Generally over the last 30 years, the Turks have greatly outperformed Greece economically and risen substantially in geopolitical power. They have consistently had a more effective and intelligent political leadership. Turkish political leadership rises on ability and merit, not on the caste system in Greece based on blood ties and political families. Turkey developed a new generation of entrepreneurs when the dream of very Greek was to become a civil servant or to find a way to live off the Greek public sector. The results speak for themselves.
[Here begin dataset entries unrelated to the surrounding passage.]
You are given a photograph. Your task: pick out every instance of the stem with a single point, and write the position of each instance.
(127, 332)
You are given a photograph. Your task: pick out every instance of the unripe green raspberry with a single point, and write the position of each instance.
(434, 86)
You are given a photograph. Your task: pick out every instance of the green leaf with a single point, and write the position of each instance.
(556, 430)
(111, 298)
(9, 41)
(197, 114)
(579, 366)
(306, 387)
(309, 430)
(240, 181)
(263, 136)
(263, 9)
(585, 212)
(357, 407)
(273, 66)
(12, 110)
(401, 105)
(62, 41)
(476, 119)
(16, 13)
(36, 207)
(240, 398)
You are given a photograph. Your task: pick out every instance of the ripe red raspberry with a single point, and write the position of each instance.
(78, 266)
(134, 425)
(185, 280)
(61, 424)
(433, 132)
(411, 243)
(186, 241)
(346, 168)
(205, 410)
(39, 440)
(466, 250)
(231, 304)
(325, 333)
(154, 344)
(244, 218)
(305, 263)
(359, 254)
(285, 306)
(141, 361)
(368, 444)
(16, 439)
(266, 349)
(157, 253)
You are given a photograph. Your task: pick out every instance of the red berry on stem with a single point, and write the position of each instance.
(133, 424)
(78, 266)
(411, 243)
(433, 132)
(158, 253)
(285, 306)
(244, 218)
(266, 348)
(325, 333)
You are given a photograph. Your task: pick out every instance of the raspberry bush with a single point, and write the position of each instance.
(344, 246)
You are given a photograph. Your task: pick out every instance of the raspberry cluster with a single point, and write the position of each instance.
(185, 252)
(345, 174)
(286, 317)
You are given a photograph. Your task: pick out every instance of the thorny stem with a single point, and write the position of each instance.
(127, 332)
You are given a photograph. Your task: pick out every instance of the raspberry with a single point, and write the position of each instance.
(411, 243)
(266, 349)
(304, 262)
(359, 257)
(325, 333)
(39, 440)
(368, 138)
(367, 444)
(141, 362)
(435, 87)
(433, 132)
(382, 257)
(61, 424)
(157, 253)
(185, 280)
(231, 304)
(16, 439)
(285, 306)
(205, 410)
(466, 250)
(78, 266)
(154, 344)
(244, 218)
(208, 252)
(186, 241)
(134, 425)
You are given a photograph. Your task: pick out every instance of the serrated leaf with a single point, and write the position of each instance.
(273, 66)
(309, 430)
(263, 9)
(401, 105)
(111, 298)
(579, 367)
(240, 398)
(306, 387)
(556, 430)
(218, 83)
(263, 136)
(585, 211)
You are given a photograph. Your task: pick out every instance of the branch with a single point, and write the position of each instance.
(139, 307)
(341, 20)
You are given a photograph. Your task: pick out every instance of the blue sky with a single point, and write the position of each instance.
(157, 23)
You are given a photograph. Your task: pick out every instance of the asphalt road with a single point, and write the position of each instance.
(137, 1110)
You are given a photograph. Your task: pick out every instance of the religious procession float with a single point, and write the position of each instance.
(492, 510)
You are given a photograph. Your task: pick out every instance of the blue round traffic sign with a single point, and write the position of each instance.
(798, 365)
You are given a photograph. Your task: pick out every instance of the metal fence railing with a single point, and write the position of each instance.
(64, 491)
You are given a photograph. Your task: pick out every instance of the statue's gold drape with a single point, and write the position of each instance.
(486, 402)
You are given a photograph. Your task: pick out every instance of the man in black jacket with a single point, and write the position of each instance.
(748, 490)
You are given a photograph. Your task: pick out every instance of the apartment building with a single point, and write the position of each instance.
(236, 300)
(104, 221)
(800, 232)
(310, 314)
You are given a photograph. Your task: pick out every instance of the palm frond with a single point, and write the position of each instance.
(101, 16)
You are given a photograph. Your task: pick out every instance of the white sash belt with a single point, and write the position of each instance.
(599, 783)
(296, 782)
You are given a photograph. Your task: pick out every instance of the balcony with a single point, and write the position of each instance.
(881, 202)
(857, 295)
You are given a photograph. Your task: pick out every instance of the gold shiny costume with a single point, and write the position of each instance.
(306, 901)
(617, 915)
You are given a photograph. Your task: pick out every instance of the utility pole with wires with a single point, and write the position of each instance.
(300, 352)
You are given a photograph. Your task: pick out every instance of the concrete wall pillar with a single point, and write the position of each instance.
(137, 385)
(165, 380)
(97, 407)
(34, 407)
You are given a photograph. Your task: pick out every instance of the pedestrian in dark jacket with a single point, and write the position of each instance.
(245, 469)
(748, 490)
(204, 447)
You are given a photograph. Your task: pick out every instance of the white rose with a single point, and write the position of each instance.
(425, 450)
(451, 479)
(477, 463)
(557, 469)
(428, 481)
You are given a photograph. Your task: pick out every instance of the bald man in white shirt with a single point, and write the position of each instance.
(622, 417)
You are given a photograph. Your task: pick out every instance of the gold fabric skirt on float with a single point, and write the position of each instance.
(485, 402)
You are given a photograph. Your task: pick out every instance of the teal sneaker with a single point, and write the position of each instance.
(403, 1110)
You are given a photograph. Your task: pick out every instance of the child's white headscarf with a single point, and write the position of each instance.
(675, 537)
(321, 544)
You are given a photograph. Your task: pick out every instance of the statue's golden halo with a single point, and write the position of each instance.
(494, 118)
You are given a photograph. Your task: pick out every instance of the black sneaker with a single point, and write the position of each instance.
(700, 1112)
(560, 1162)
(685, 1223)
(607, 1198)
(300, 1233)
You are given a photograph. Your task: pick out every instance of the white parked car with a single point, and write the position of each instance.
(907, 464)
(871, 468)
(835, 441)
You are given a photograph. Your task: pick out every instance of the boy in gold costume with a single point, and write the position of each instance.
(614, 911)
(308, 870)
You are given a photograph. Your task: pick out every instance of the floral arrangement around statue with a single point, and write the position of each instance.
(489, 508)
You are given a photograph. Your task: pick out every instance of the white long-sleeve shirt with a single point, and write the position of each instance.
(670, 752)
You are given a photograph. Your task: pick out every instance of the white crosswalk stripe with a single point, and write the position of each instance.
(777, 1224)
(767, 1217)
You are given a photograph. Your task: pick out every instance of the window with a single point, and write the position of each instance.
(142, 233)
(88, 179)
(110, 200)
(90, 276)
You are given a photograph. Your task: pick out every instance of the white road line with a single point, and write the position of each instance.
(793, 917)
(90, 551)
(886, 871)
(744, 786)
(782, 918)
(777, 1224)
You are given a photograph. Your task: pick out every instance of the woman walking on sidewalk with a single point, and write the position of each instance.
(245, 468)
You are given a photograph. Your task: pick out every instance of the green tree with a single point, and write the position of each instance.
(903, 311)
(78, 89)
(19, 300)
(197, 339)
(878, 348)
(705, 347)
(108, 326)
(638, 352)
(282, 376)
Turkish GDP is at least three times Greek GDP. Turkish exports are five times the Greek exports. Turkey is a sovereign state with a national currency and central bank. Its international relations are based on self interest and mutual respect. It is a member of NATO, but its biggest export market is Russia. Greece is a vassal state and effectively a colony of the EU.Greece by contrast is a vassal state and colony of the European Union. It trembles everytime Brussels issues a new ultimatum. Economically it belongs to a greater Deutschemark zone, where the Germans have economic hegemony.

DiranMMarch 22nd, 2012 at 9:23 am

Greece by contrast is a vassal state and colony of the European Union. It trembles everytime Brussels issues a new ultimatum. Economically it belongs to a greater Deutschemark zone, where the Germans have economic hegemony. Greece's productive base is in disarray and the country is totally dependent on imports. It cannot survive without life support from Brussels in the way of bailout loans. The Turks have done a good job cherry-picking with the EU, without becoming over-dependent. Greece is totally dependent on the EU and cannot move without their permission on anything.

Sadly, I do not think that Turkey would like to be in the shoes of Greece, a puny EU vassal state with a political leadership, who sees their career prospects in the EU over any sense of patriotism/ Greek national interest and their personal wealth more important than the good of the Greek people.

ChristosMarch 23rd, 2012 at 5:53 am


If you recall Turkey took 3 bailouts in 2001-02 from the IMF.

The country has a corupt judiciary, no democratic institutions, denies the Armenian genocide, coddles dictators, continues to oppress the Kurds, its borderscare burningvand is leaning towards a Islamic theocracy.

Enough said.

JamesMarch 28th, 2012 at 11:50 am

No corruption in Greece! Then why the hell are you bottoming out in a crisis? Greeks never committed genocide in their glory days? No democratic institutions? Why is your government riding roughshod over the will of the people. Your democracy is as much a jokes as the Americans or the Turks or the Russians……

More than enough said.

TobinMarch 23rd, 2012 at 10:07 am

Guys why are you quarrelling? I think that both countries are not good examples for many things either economic or political. Both countries are quite behind in global developments. While Europe lived and the age of enlightenment, Turkey and Greece had still feudalism. The only habit that Turkey adopted late from Greeks is the passion for consumption. Thanks God -or Allah- consumption and private credit in Turkey is raising…
Both countries are the best customers of global arm dealers and they will be retarded and dependent for many more decades….

JamesMarch 28th, 2012 at 11:54 am

The Ottoman centers of learning transmitted the Enlightenment to Europe while she was still in the Dark Ages. All it's bickering takes the focus off of the criminal transnationalist capitalist elite that is raping countries regardless of their politics or religion.

ChristosMarch 24th, 2012 at 3:28 am

Agreed…I guess the old cliche applies here "he who lives in a glass house should not throw stones"

murat tasciogluMarch 27th, 2012 at 8:36 am

the two countries will eventually realise that they are better off when they get together and cooperate..Some greek islands are only few miles off the turkish coast but they import the tomato all the way from Greece..It is not the way that two countries shake hands. There must be first an economical stand up togerher. The greek ferry lines must commence from izmir and some other major aegean ports; otherwise they will be sitting like dull turkeys and will prove to be nothing but an expensive junkyard for the years ahead. People like christos are fun at the uzo table but more sound people will be to the mutual benefit of the either side of the Aegean.